Discussion: standard UNIX utilities that few people used and use now
A week ago, Douglas McIlroy, developer of the UNIX pipeline and originator of the concept of "component-oriented programming", ΡΠ°ΡΡΠΊΠ°Π·Π°Π» about interesting and unusual UNIX programs that are not widely used. The publication launched an active discussion on Hacker News. We have collected the most interesting and will be glad if you join the discussion.
UNIX-like operating systems have a standard set of text formatting tools. Utility typo allows you to view the document for typographical errors and hapaxes - words that occur only once in the material. Interestingly, the program for finding typos does not use dictionaries. It relies only on the information in the file and performs a frequency analysis on trigrams (a sequence of three characters). At the same time, all necessary counters are stored in a 26x26x26 array. According to Douglas McIlroy, this amount of memory was barely enough for several one-byte counters. Therefore, in order to save money, they were written in logarithmic form.
Today, typo has been replaced by more modern and accurate dictionary-based spell checkers. However, the instrument is still remembered - a few years ago, an enthusiast presented implementation of typo in Go. The repository is still being updated.
Another tool for working with documents from the 80s is the package Writer's Workbench by Lorinda Cherry and Nina McDonald of Bell Labs. In its composition included tools for identifying parts of speech and document style, searching for tautologies and unnecessarily complex sentences. Utilities were developed as an aid to students, and at one time they used students at Colorado State University in the USA. But by the early 7s, Writer's Workbench had been forgotten because it wasn't included in Version XNUMX Unix. However, this tool continued the path of imitators - for example, Grammar for IBM PC.
UNIX also has standard tools that make it easier to work with formulas. There is a language preprocessor for processing mathematical expressions eqn. It is notable for the fact that in order to display the formula, it is enough for the developer to describe it in simple words and symbols. Keywords allow you to shift mathematical symbols vertically and horizontally, change their size and other parameters. If you pass the string to the utility:
sum from { k = 1 } to N { k sup 2 }
The output will generate the following formula:
In the 1980sβ1990s eqn helped IT professionals write software manuals. But later it was replaced by the LaTeX system, which uses even Habr. But eqn is the first tool of its kind to remain part of UNIX-like operating systems.
Work with files
In the topic thread, Hacker News residents noted several rarely used utilities for working with files. One of them wascomm to compare them. This is a simplified analogue diff, sharpened for work in scripts. His wrote Richard Stallman himself, along with David MacKenzie.

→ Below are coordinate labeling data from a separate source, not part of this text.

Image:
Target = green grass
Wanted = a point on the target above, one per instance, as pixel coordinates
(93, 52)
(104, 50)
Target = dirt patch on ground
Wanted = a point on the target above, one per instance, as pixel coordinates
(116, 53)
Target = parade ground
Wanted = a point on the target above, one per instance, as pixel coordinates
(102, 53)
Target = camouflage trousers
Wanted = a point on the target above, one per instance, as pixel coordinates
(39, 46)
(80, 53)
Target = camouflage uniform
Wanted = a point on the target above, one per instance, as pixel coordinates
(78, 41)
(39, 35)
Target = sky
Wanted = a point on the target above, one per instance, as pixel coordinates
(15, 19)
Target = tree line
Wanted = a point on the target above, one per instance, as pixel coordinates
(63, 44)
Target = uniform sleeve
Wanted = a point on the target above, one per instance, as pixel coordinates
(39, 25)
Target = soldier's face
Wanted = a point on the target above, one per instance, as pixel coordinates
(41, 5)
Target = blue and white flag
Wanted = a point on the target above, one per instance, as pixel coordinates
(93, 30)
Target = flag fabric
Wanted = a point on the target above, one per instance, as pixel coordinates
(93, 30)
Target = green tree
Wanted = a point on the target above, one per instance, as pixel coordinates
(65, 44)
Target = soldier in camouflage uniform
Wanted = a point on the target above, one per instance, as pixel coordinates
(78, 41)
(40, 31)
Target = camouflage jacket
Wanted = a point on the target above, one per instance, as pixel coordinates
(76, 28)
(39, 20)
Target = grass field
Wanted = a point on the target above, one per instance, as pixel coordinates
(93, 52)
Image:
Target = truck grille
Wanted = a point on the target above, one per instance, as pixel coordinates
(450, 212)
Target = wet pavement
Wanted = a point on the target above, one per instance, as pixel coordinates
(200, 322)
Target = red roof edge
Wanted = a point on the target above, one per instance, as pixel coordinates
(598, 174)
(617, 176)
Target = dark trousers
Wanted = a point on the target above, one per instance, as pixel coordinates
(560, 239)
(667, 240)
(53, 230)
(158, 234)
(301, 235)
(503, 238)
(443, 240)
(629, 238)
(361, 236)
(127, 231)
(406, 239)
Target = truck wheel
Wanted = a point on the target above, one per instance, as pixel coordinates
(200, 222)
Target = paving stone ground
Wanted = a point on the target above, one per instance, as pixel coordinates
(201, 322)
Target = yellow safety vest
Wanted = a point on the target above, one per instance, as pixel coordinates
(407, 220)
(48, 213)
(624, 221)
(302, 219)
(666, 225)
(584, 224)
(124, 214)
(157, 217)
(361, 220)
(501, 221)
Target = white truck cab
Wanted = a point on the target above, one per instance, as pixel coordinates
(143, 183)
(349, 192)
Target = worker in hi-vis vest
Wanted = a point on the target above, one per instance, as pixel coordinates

The output of the program consists of three columns. The first column contains values ββthat are unique for the first file, and the second column contains values ββthat are unique for the second file. The third column includes the total values. For comm to work correctly, the compared documents must be lexically sorted. Therefore, one of the residents of the site proposed work with the utility in the following form:
comm <(sort fileA.txt) <(sort fileB.txt)
Comm is useful for checking the spelling of words. It is enough to compare them with the reference dictionary document. Considering the subtleties associated with the need to sort files, there are viewthat Stallman and McKenzie wrote their utility exclusively for this use case.

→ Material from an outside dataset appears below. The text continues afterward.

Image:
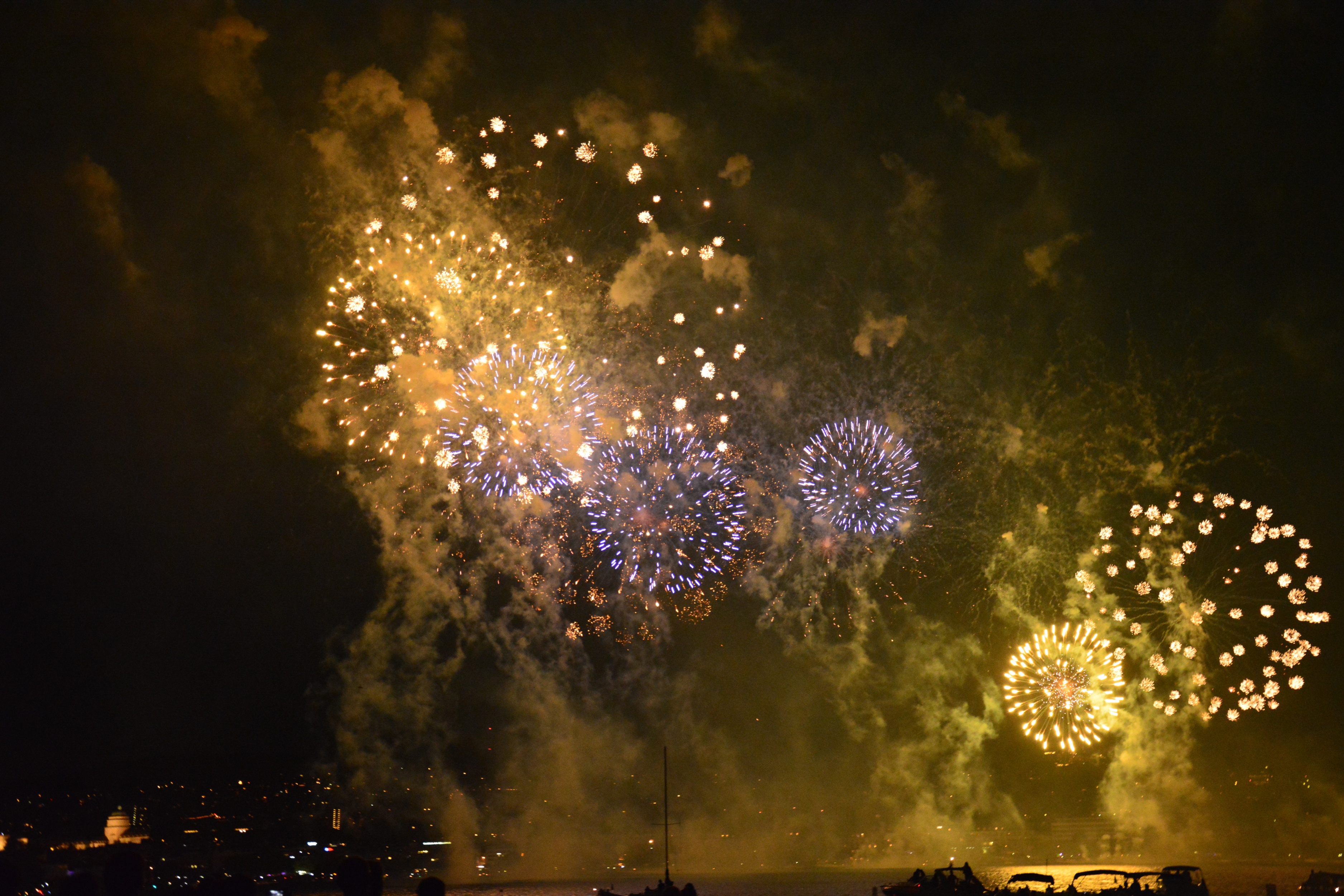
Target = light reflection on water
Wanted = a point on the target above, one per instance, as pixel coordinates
(1224, 880)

Also a panelist on HN said operator capabilities Easterwhich were not obvious to him. It allows you to interleave data streams or split one stream into two columns when outputting:
One of the users noticedthat often not the most optimal solutions are used to perform these simple operations: starting from fmt, ex and ending mlr Ρ jot ΠΈ rs.
What standard features of UNIX-like operating systems have you discovered?